I replied and asked which pieces would he/she be looking at.  The person then expressed interest in 2 pieces from my instagram account, to which I reply with all the details including price, payment and complimentary shipping (assuming the person is based in Singapore).  The total cost of the artwork is SG$220.

It then gets really weird, because the person responds with a longer email stating,

"I am interested in the pieces and I'm ready for immediate purchase and my private mover will pickup the piece from your location once the payment is made. I would like you to make additional custom purchase link of $405.00 which my private mover charges for the pickup, shipping of the piece and also moving of our other personal effects to our beach house where we are celebrating our wedding anniversary. All you have to do is to deduct the due amount for the piece and remit the
additional shipping fees to my shipping agent through PayPal in order for them to schedule the pickup from your location. Kindly get back to me as soon as possible so I can make the payment today.

Thank You."

Well, the person was polite, but the thing that stuck out like a sore thumb is "All you have to do is to deduct the due amount for the piece and remit the additional shipping fees to my shipping agent through PayPal in order for them to schedule the pickup from your location. "
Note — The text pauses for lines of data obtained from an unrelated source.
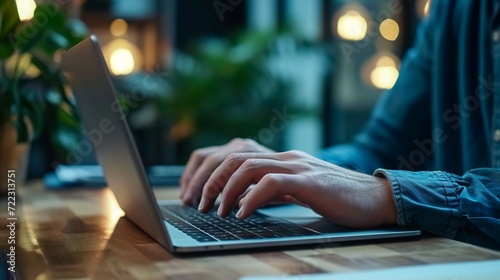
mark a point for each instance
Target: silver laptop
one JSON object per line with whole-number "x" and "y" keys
{"x": 176, "y": 227}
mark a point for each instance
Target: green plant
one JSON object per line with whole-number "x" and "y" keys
{"x": 226, "y": 88}
{"x": 32, "y": 89}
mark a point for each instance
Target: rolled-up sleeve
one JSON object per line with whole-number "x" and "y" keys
{"x": 465, "y": 207}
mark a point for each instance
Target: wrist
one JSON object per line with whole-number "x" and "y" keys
{"x": 388, "y": 207}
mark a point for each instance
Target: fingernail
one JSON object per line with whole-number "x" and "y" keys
{"x": 203, "y": 204}
{"x": 219, "y": 211}
{"x": 240, "y": 212}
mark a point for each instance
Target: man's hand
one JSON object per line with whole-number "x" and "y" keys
{"x": 203, "y": 162}
{"x": 343, "y": 196}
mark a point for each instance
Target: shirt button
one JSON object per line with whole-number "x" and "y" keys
{"x": 496, "y": 36}
{"x": 496, "y": 135}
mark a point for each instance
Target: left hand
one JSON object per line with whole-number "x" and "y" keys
{"x": 343, "y": 196}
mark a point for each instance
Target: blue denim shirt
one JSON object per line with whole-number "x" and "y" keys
{"x": 436, "y": 134}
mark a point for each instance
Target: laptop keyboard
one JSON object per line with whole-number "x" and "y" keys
{"x": 210, "y": 227}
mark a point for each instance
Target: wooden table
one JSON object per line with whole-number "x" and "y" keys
{"x": 82, "y": 234}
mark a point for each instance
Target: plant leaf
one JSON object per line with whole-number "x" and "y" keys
{"x": 9, "y": 18}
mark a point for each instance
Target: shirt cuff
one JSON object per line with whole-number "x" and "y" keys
{"x": 427, "y": 200}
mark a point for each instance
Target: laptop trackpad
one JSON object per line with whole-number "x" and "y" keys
{"x": 302, "y": 216}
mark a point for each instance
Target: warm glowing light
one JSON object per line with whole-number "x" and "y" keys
{"x": 389, "y": 29}
{"x": 26, "y": 9}
{"x": 385, "y": 73}
{"x": 122, "y": 57}
{"x": 122, "y": 61}
{"x": 352, "y": 26}
{"x": 426, "y": 7}
{"x": 118, "y": 27}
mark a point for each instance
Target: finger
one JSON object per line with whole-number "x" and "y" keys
{"x": 219, "y": 178}
{"x": 251, "y": 171}
{"x": 194, "y": 162}
{"x": 271, "y": 185}
{"x": 194, "y": 189}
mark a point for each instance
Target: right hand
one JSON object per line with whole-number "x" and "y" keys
{"x": 203, "y": 162}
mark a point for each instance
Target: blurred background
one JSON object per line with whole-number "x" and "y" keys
{"x": 291, "y": 74}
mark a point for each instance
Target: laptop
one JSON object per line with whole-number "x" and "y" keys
{"x": 177, "y": 227}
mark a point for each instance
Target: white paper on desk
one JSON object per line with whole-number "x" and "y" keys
{"x": 484, "y": 270}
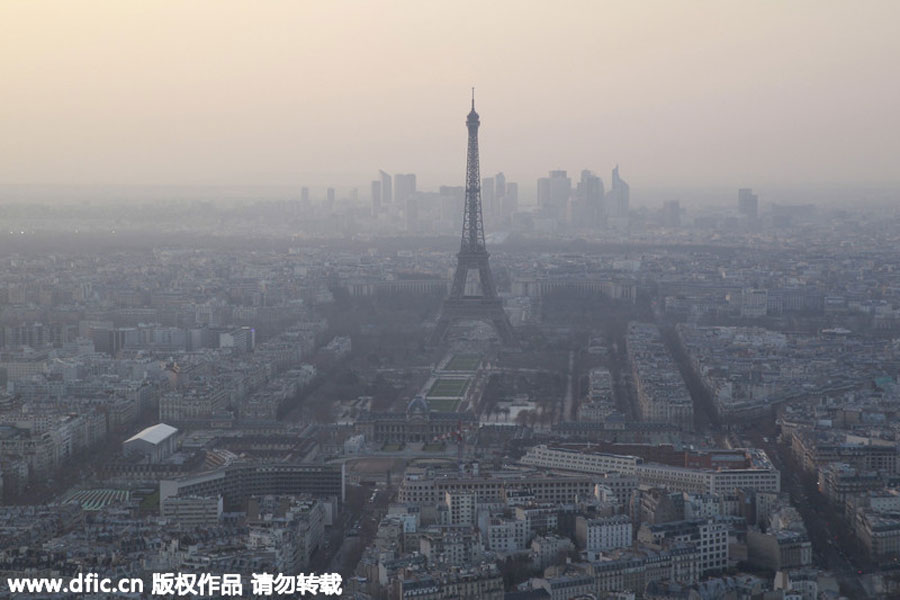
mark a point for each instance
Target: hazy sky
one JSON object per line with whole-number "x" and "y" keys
{"x": 317, "y": 92}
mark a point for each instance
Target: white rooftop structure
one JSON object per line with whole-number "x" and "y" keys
{"x": 154, "y": 434}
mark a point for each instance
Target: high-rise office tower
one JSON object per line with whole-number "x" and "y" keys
{"x": 500, "y": 185}
{"x": 488, "y": 198}
{"x": 304, "y": 198}
{"x": 510, "y": 202}
{"x": 387, "y": 191}
{"x": 376, "y": 197}
{"x": 588, "y": 208}
{"x": 672, "y": 213}
{"x": 748, "y": 203}
{"x": 405, "y": 196}
{"x": 619, "y": 196}
{"x": 553, "y": 195}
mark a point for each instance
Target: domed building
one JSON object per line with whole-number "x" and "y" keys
{"x": 418, "y": 424}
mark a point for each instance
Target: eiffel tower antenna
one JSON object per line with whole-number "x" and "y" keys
{"x": 473, "y": 255}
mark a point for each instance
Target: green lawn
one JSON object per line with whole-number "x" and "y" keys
{"x": 448, "y": 388}
{"x": 463, "y": 362}
{"x": 443, "y": 404}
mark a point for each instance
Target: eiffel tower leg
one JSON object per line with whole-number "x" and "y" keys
{"x": 440, "y": 331}
{"x": 503, "y": 328}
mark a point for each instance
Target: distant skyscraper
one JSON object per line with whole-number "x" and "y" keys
{"x": 672, "y": 213}
{"x": 404, "y": 187}
{"x": 619, "y": 195}
{"x": 588, "y": 209}
{"x": 500, "y": 185}
{"x": 304, "y": 197}
{"x": 748, "y": 203}
{"x": 510, "y": 202}
{"x": 488, "y": 198}
{"x": 553, "y": 194}
{"x": 376, "y": 197}
{"x": 405, "y": 196}
{"x": 387, "y": 191}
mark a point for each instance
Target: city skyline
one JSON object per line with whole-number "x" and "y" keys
{"x": 699, "y": 94}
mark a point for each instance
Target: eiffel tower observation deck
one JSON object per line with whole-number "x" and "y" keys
{"x": 473, "y": 256}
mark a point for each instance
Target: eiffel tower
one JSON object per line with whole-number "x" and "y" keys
{"x": 473, "y": 255}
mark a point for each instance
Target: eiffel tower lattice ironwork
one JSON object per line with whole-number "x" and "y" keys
{"x": 473, "y": 255}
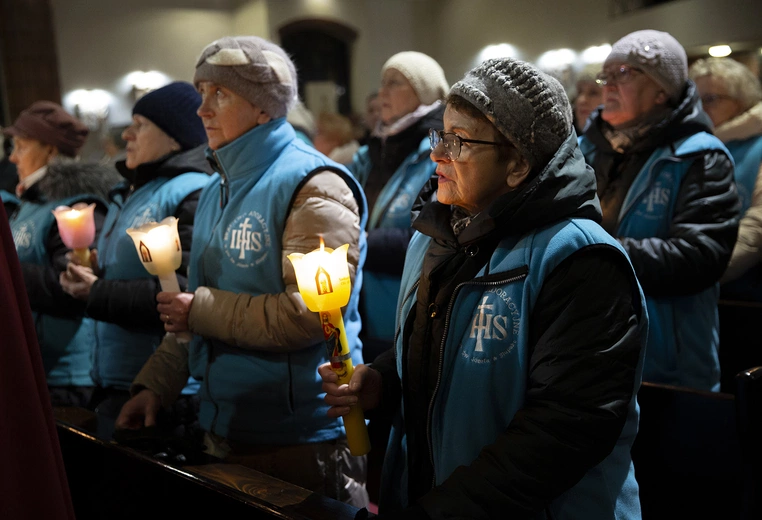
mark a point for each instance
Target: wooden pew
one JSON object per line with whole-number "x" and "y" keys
{"x": 108, "y": 480}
Why would I pay $185 to ship my own artwork to a potential buyer? Initially, I thought it was some sort of mistake, but then when I started typing my response, my instincts kicked in and I immediately thought, "It's a SCAM!".  I quickly googled and lo and behold, yes, it was a scam. I didn't even bother to reply.

What Should  You Look Out For?

a) They want you to send money to them for shipping (or other things)
b) It's an immediate purchase
c) They don't tell you in the first instance which pieces they would like to purchase. This is what happened in my case - they just sent an email saying that they would like to purchase my art and that was it. Nor did they say that they were textile art lovers or art lovers in general.
d) When they did send me the images of pieces they were intending to buy, they had chosen close up shots of the creations.  That should have set my alarm bells ringing in the first instance!

What other tips do you have on how to spot an art scam?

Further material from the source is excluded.